Since curcumin suppresses VEGF release in pituitary adenomas, it has been suspected that it may inhibit pituitary adenoma progression not only through anti-proliferative and pro-apoptotic actions, but also by suppressing pituitary tumor neovascularization (22). Our results strongly support the notion that curcumin has an important impact on lactotrophs and their VEGF production. It is also notable that estradiol stimulates VEGF and interleukin-6 in human lactotroph and lactosomatotroph pituitary adenomas (23). Estrogen administration enhances the expression of proangiogenic factors (e.g., VEGF) in pituitary grafts (24). Indeed, prolactinomas show higher VEGF protein expression compared to nonfunctioning or ACTH- and GH-secreting adenomas (25). The overexpression of vascular endothelial growth factor in pituitary adenomas is associated with extracellular growth and recurrence. Therefore VEGF and its receptors (VEGFR’s) may play an important clinical role in targeted tumor therapy of pituitary tumors (26).

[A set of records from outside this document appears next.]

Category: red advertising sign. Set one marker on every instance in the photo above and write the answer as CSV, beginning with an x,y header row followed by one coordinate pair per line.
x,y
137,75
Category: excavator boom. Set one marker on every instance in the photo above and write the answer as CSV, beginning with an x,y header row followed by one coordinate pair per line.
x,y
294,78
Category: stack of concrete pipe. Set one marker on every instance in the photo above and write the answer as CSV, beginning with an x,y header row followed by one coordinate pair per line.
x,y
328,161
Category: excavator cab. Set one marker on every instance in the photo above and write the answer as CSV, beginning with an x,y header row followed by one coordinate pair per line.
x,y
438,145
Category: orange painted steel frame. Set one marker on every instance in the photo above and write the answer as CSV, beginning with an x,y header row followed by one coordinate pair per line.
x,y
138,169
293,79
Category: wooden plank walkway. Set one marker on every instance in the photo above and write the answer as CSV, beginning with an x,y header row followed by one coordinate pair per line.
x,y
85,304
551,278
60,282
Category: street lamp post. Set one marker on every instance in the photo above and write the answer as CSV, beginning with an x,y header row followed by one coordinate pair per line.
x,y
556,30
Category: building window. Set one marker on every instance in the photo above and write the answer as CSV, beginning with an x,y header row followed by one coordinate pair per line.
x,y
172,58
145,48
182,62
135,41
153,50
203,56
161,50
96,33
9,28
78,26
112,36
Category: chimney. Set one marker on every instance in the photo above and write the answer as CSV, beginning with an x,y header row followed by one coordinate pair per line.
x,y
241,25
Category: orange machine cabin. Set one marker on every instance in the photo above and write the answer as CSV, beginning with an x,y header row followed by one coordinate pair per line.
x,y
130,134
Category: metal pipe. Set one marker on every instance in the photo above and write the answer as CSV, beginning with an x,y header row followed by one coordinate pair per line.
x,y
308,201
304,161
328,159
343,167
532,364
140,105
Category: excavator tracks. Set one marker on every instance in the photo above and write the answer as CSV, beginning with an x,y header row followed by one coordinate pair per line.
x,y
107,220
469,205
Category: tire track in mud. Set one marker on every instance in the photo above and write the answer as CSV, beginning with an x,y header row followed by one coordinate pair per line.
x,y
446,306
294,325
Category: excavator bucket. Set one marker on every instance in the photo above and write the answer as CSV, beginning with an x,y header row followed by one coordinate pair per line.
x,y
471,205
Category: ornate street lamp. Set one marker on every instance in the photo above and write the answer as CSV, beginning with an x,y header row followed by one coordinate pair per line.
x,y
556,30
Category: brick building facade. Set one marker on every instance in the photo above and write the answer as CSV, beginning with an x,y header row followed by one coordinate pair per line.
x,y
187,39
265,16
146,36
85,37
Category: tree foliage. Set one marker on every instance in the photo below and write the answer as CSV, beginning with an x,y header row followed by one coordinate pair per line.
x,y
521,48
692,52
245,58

Results of in vivo studies cannot exclude the involvement of contributing factors, i.e., cells or ECM molecules. In vitro studies performed to examine the effects of VEGF on endothelial cells show that VEGF in the presence of a basal lamina-type ECM specifically induces fenestrations in endothelial cells (27). Other data suggest that Matrigel is necessary to prevent biased functions of cells in culture. It is well documented that epithelial cells dedifferentiate in vitro when cultured on plastic (28). Our results demonstrate that lactotrophs are positive for pan-cytokeratin (data not shown), which is typical for epithelial cells, implying that these cells also need ECM for adequate function. With quantification of VEGF in the culture medium by ELISA, it was apparent that Matrigel inhibits VEGF secretion from pituitary cells in culture. As demonstrated by several authors, ECM supports pituitary cell function. Matrigel reduces proliferation and increases prolactin expression of GH3 cells (29). Pituitary cells cultured on plastic produce elevated amounts of VEGF, which is explained by the increased cellular stress that is induced by the artificial plastic surface. Consequently, the cell culture of lactotrophs on ECM better reflects the physiologic conditions compared to uncoated plastic due to disturbed cell function.

In the present study, we demonstrated for the first time, that lactotrophs, which represent ~50% of the anterior pituitary gland cells, are the major source of VEGF production in vitro as in vivo. This is important for the interpretation of anti-angiogenic treatment and therapeutic response of pituitary tumors treated with anti-VEGF therapy.

ECM is able to influence VEGF release in primary cell culture. We conclude that in vitro studies with cell lines and primary cell cultures should be performed on ECM to avoid false results.